Digital twins of human organs and systems are a closer prospect, and these allow doctors to explore different pathologies and experiment with treatments without risking harm to individual patients while reducing the need for expensive human or animal trials. A great example is the Living Heart Project, launched in 2014 with the aim of leveraging crowdsourcing to create an open-source digital twin of the human heart. Similarly, the Neurotwin project – a European Union Pathfinder project - models the interaction of electrical fields in the brain, which it is hoped will lead to new treatments for Alzheimer’s disease.
This potential to help the healthcare industry to create treatments more quickly and cost-effectively is why digital twin technology is seen as one of the most important tech trends in healthcare for 2022.
Personalized medicine and genomics
Traditionally, medicines and treatments have been created on a "one-size-fits-all" basis, with trials designed to optimize drugs for efficacy with the highest number of patients with the lowest number of adverse side effects. Modern technology, including genomics, AI, and digital twins, allows a far more personalized approach to be taken, resulting in treatments that can be tailored right down to the individual level.

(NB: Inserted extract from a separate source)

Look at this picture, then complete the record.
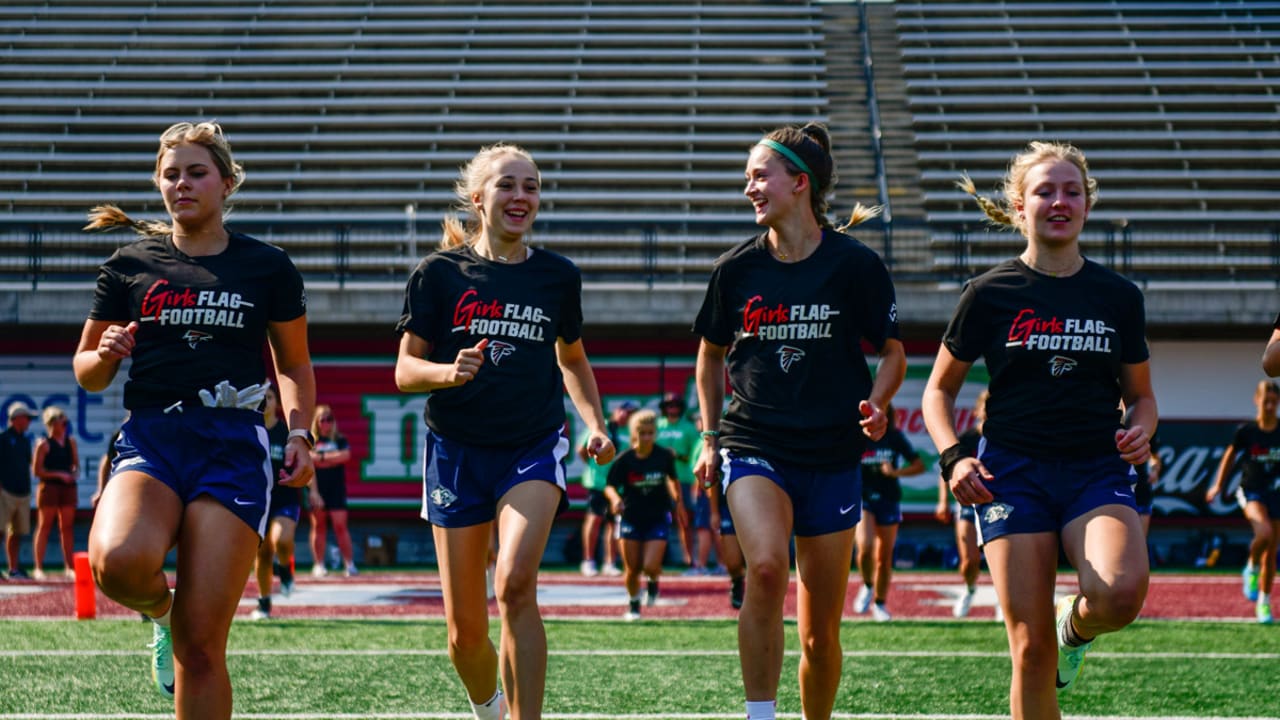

For example, the Empa healthcare center in Sweden uses AI and modeling software to predict the exact dosage of painkillers, including synthetic opiates like fentanyl, for individual patients. These can be highly effective and life-changing for patients suffering chronic pain but extremely dangerous in excessively high doses.
Drug company Novo Nordisk has teamed up with digital health company Glooko to create personalized diabetes monitoring tools, which provide bespoke recommendations for diet, exercise, and management of their illness, based on their blood sugar readings and other factors specific to them.
Genomics – the study of genes, and, recently, the use of technology to map individual genomes (the DNA structure of an organism, such as a person) – is particularly useful for creating personalized medicine. This is quickly leading to new treatments for serious diseases, including cancer, arthritis, and Alzheimer's disease. Nutrigenomics is a sub-field of genomics where we can also expect to see significant investment and progress during 2022 – this involves designing bespoke health-focused diet plans based on different genetic factors.